Intermediary transaction http://www.aliyun.com/zixun/aggregation/6858.html ">seo diagnose Taobao guest cloud host technology Hall
As we all know, Twitter in the previous period, the PR value from 9 to 0, and many pages are not Google robot crawl, all the uproar! Although it has now been restored. But what's going on here? Beijing website Optimization Research Center editor Solitary According to the wind quote Tanioku content for everyone to decrypt the Twitter site turmoil truth!
First, Twitter PR and many pages are not crawled by their own technology, and Google's search mechanism does not matter.
There are five major technical issues that have led to Twitter's turmoil:
(1) The problem of setting up the robots
Twitter set up two standards for robots with www and no www. as follows: (A for the set of robots without WWW, b for the robots with WWW settings)
A:The file at Twitter.com/robots.txt looks as follows:
#Google Search Engine Robot
User-agent:googlebot
# crawl-delay:10--Googlebot ignores Crawl-delay FTL
Allow:/*?*_escaped_fragment_
Disallow:/*?
Disallow:/*/with_friends
#Yahoo! Search Engine Robot
User-agent:slurp
Crawl-delay:1
Disallow:/*?
Disallow:/*/with_friends
#Microsoft Search Engine Robot
User-agent:msnbot
Disallow:/*?
Disallow:/*/with_friends
# Every bot that might possibly read and respect this file.
User: *
Disallow:/*?
Disallow:/*/with_friends
Disallow:/oauth
Disallow:/1/oauth
B:the file at Www.twitter.com/robots.txt file looks as follows:
User: *
Disallow:/
Twitter sets two different standards for robots with www and no www, so you can see that:
1, for the Web site with www and without WWW, search engines according to the standards of robots, the return of the search results are not the same, but also non-standard.
2. Twitter is blocking search engines from crawling Web sites with www.
3, through the blockade with WWW website, even if its 301 redirect to the website without www, it is futile!

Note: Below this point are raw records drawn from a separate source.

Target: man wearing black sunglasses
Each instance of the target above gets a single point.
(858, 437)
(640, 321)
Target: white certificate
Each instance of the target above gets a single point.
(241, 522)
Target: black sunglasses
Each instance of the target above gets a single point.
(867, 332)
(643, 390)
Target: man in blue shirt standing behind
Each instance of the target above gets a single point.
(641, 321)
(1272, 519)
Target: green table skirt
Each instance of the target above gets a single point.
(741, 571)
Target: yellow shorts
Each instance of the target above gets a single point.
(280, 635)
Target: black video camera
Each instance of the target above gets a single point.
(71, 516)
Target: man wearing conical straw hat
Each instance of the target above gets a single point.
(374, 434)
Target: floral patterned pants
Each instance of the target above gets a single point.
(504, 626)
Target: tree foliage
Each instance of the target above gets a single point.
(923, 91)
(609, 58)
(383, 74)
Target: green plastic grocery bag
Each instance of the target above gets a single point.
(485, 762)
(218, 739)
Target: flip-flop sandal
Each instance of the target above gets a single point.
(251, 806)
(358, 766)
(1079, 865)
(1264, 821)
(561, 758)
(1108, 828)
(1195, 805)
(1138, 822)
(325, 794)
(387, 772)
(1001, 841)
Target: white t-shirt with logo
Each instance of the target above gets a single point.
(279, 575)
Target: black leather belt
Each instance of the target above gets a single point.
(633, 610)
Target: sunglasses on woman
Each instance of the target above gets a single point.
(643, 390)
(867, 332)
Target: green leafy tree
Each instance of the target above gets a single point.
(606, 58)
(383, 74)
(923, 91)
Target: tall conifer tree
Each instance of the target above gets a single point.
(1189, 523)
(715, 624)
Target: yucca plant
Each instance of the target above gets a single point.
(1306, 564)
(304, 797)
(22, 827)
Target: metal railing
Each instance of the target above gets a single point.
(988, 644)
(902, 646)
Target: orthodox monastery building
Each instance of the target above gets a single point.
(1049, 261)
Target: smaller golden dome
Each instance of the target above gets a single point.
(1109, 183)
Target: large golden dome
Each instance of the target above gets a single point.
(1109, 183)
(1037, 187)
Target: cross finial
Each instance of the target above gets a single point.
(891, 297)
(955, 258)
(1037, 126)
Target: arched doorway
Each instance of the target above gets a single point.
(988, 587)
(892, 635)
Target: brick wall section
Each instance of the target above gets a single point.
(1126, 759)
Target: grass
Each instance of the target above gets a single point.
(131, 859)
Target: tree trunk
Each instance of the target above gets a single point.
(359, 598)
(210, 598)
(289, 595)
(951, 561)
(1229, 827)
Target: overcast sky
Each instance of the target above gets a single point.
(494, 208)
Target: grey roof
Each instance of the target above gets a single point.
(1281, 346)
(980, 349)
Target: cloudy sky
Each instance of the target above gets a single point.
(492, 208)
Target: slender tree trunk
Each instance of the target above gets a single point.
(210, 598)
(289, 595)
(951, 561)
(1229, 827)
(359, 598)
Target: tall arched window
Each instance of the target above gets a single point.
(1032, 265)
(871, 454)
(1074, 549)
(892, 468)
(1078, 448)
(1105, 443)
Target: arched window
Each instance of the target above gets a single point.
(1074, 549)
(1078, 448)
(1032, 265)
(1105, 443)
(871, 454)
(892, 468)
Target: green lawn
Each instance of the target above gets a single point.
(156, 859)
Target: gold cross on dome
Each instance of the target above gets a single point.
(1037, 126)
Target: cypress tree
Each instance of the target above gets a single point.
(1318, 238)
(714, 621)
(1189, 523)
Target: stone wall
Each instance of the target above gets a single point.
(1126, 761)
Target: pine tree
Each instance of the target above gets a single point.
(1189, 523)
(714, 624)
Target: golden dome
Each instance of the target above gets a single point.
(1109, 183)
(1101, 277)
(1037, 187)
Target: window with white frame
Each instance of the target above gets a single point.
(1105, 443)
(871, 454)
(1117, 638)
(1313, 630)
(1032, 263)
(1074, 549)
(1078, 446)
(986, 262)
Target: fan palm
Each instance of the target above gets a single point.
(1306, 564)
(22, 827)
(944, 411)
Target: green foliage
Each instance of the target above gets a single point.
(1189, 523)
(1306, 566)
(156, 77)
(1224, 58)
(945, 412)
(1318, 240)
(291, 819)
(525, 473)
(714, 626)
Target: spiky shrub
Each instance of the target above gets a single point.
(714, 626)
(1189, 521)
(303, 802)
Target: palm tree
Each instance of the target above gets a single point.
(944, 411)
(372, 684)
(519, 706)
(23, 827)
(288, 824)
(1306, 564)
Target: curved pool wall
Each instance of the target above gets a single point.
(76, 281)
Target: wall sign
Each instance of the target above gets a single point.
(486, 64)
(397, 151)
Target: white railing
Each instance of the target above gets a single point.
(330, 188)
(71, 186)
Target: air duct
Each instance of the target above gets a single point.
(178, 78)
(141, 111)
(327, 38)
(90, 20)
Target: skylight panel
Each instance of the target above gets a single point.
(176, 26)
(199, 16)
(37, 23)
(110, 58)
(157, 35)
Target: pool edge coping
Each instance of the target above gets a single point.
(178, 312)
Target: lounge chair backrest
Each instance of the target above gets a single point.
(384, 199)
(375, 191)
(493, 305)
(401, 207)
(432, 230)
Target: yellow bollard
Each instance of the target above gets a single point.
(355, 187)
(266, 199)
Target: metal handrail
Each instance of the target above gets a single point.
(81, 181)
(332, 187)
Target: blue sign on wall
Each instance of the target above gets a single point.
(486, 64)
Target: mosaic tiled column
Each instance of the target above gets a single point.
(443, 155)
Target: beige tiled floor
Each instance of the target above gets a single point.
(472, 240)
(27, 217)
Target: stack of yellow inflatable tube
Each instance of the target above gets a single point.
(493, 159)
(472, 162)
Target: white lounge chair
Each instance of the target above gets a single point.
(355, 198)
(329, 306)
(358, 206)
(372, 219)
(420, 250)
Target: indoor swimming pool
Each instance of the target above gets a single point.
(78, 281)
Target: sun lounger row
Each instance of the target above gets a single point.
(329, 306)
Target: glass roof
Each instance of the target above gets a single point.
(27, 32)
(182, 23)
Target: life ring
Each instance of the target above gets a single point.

4, as with the WWW and without the WWW, there are external links, but with the WWW to prevent the search engine crawl, then to enhance the overall weight of Twitter site, the external link value is not effectively used!
(2) 302 redirect Problem
Twitter.com/vanessafox used 302 redirects to twitter.com/#!/Vanessafox. As we all know, 302 redirect for the temporary transfer, will crawl new content and save the old URL, and the original link will not all transfer!
(3) Failed to comply with Google Ajax crawl standards
The Twitter URL is Ajax and uses #! to tell Google to get the _escaped_fragment_ version URL from the server. Without the use of 301 redirects, many related URL pages are lost, and Ajax and redirection are not well combined.
(4) Rate limit
The rate limit can be seen in the HTTP headers.
http/1.1 Okdate:mon 20:48:44 gmtserver:histatus:200 okx-transaction: 1311022124-32783-45463x-ratelimit-limit:1000
(5) Web site is not standardized
Twitter.com/vanessafox Display search results, is twitter.com/vanessafox. These two URLs cause the same place. This is caused again by PageRank dilution, repetition, and normalization problems. The best way here is to normalize the URLs for a change
(The simplest way is to select all lowercase), and then 301 redirects all changes. In addition, Twitter can simply add rel = Spec attributes to specify all pages of the spec version.
As you can see from the above, Twitter is in trouble with Robots.txt,http status codes and URL normalization. This is a problem for many large web sites. As for Google PR toolbar is refreshing, it is Google's problem.
From the Twitter technology loophole can warn webmaster:
(1) Set the robots must be unified, centralized weight, in order to prevent lost. (2) 302 redirect No 301 redirect Good (3) must comply with Google Ajax Crawl standard (4) do not in the HTTP header limit rate (5) URL to standardize, unified, can not be mixed together at random!
The first source of the communication in accordance with the Wind SEO Center (www.seo0359.com) stationmaster alone in accordance with the wind original! If reproduced, please keep the original link address! Internet Elite Group: 76933546, invites the majority of well-known webmaster to join!